第七十八話 生放送
「うん、いいよー。おれも観るつもりだったし」
おれは、完全なる棒読みで答える。
にく生とは、「にくにく動画」の生放送のことである。にくにく動画は、将棋配信のパイオニア的な存在で、コンピュータ将棋から順位戦、タイトル戦まで幅広い将棋コンテンツを配信している動画サービスである。将棋は人気コンテンツなので、視聴制限がかかったりで、なかなか生放送をみることができないのだ。
「ありがとうございます。パソコンの調子が悪くて、動画が固まってしまって」
なるほど、やはり重度の将棋オタだ。すでにプレミアム課金しているようだ。さすがは、我が義妹である。
「あれ、ところで、バンドの放送みるって言ってなかったっけ?」
パソコンを操作しながら、おれはかな恵の矛盾点に気がついてしまった。
「う……」
かな恵の顔が濁っていく。
「……」
「……」
ふたりの間に無言の時間が続いていく。
「じつは、将棋の生放送を喜んでみるために走って帰る女って思われたくなくて、嘘をつきました」
やっぱりな。
「別に、おれに隠さなくたっていいじゃない」
かな恵は、下を向いて小声で言う。
「兄さんだから、言いたくなかったんです。
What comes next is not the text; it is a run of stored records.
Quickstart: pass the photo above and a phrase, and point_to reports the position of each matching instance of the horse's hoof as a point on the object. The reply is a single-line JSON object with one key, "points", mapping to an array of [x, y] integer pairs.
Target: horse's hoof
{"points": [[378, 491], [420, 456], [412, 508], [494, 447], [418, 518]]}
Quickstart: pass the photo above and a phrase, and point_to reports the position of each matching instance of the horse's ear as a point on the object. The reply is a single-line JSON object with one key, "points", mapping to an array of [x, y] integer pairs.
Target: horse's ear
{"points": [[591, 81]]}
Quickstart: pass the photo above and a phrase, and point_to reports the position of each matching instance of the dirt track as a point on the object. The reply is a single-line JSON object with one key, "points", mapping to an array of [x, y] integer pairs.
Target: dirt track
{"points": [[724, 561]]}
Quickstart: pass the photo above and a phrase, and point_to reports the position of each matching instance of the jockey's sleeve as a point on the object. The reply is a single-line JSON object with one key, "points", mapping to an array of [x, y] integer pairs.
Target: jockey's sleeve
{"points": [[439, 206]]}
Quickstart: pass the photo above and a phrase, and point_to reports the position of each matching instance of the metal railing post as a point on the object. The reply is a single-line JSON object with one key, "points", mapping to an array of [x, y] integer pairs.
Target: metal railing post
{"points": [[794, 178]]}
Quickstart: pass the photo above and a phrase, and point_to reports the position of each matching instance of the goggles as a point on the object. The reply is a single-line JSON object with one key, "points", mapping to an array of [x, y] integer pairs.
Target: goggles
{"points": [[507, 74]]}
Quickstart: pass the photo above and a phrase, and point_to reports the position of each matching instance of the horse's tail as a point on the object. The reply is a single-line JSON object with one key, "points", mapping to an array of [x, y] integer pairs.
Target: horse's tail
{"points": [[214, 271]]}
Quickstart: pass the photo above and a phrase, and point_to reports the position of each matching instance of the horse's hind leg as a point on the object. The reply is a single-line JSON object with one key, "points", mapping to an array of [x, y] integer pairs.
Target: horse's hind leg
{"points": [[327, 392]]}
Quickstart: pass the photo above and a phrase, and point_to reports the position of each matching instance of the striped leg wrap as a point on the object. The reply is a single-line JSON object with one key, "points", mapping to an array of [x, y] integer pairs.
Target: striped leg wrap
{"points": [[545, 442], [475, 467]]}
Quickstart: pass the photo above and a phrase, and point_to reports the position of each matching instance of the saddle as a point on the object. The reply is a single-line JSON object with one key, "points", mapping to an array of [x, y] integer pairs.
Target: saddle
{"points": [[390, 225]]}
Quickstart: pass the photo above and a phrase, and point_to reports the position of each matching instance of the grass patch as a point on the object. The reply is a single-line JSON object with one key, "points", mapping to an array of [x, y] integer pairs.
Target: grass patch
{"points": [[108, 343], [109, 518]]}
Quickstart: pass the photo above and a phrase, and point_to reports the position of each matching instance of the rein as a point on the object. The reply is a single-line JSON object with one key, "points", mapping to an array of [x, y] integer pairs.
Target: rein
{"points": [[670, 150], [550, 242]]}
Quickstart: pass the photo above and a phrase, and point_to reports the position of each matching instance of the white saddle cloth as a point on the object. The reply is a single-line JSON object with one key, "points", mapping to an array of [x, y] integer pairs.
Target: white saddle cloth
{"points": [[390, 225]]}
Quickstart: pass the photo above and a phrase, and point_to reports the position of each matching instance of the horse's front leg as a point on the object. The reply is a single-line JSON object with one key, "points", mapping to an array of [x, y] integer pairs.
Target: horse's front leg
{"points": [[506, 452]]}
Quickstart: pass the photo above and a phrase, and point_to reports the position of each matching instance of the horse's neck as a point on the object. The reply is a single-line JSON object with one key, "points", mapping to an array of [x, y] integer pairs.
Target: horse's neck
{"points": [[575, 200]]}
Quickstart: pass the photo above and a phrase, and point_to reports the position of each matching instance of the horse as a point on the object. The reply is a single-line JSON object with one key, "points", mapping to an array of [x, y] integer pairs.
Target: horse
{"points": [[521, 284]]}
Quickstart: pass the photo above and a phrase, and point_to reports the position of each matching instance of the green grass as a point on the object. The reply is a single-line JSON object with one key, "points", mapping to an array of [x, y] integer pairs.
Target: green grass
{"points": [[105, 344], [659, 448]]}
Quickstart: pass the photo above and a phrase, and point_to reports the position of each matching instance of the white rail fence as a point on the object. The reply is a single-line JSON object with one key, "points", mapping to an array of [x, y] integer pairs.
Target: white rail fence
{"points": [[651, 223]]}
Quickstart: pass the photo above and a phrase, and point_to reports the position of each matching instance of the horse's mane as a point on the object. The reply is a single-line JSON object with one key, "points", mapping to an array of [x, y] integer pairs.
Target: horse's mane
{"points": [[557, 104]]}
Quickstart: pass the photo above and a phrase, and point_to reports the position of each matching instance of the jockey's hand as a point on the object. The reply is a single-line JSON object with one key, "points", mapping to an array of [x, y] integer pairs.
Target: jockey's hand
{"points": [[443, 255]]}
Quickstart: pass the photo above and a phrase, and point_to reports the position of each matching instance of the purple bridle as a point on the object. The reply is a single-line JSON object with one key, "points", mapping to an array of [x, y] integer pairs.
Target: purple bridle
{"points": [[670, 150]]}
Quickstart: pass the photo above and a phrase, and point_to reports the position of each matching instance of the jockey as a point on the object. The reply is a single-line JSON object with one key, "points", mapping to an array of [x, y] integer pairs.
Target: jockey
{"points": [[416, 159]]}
少しは取り繕いたいんだもん」
うっ、かわいい。おれはうつむく彼女の可愛さになにも言えなかった。
まあ、たしかに、年頃の女性だから、将棋とは言え「オタク」っぽいと思われたくないと考えるのもわからなくはない。周囲にいた女性が、部長みたいに、大雑把、もとい、おおらかなひとしかいなかったから、普通の乙女心というものを理解していなかった。たしかに、かな恵は部長と比べて、明らかに繊細だし、女子女子しているし、流行にも敏感だし……
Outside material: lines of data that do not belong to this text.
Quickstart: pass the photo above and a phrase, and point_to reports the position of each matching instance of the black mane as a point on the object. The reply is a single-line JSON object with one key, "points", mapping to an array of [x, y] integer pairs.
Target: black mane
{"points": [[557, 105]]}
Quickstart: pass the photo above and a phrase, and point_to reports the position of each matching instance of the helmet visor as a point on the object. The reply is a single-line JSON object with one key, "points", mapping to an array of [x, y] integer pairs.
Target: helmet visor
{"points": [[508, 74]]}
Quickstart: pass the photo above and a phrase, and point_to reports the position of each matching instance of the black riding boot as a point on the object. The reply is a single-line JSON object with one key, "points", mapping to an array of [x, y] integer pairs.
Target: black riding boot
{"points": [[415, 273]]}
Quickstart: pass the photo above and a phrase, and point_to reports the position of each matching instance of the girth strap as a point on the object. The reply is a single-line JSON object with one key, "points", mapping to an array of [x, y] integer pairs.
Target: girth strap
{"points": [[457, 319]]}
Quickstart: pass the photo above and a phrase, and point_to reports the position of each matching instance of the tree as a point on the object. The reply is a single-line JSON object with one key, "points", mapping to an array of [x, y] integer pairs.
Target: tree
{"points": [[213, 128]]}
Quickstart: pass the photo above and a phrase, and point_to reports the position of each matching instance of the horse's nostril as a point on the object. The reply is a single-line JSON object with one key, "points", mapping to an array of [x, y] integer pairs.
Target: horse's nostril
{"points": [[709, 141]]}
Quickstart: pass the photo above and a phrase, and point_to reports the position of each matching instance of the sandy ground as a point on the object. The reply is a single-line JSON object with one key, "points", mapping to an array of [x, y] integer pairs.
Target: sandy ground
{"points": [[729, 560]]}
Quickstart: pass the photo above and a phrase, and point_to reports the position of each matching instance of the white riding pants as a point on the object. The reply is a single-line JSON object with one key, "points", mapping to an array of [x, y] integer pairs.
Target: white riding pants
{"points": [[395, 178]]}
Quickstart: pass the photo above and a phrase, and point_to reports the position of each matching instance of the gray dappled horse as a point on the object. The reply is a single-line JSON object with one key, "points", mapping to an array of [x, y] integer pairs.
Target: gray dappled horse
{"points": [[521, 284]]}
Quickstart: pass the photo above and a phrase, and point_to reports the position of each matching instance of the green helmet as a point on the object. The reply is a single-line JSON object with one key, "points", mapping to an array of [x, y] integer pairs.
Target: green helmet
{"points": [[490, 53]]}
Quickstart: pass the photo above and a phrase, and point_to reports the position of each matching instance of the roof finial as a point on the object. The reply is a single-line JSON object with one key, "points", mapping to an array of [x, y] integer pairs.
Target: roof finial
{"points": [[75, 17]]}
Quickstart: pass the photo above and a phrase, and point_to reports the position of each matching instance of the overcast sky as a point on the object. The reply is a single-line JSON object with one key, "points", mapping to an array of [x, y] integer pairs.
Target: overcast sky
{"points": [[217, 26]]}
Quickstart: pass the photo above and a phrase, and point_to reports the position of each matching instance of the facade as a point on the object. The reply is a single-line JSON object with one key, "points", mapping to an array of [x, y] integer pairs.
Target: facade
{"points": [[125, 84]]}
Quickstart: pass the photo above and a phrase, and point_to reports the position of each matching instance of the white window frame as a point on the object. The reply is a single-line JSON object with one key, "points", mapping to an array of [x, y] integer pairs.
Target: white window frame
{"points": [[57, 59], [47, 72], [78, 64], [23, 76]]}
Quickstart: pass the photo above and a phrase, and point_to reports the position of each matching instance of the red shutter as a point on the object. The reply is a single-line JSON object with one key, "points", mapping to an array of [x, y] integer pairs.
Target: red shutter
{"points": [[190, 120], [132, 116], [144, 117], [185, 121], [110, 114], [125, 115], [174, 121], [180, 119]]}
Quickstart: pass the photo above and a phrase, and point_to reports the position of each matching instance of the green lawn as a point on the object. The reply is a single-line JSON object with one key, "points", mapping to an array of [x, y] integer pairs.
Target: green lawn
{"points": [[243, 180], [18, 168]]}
あれ、よく考えたらうちの義妹ってすごくポイント高い?
こんな高スペック妹は、モテますわ~ 将棋も強いし…… カーストの頂点とは、ここまでおそろしいモンスタースペックなのか。絶句しながら、部長もカースト最上位だということは、おれの頭の中で封印していた。
「ごめんなさい。必死過ぎだと思って、引きますよね。こんなの……」
かな恵はさらに落ちこむ。
その様子がさらにかわいい。完全に変態兄貴と化している自覚はあった。だが、我が変態人生に一片の悔いなし。
「大丈夫だよ。そんなことを考えているかな恵もかわいいよ」
おれは、本音をストレートにぶちまけた。
「か、か、かわいい? 本当に?」
「嘘なんかつかないよ。そう言う風に気にしているかな恵は最高にかわいいよ」
あおうおあういあう。かな恵はわけのわからない言葉をはいていた。
「そうやって、兄さんは、無意識に……」
頭から湯気がでるほど赤くなるかな恵は最高にかわいい妹だった。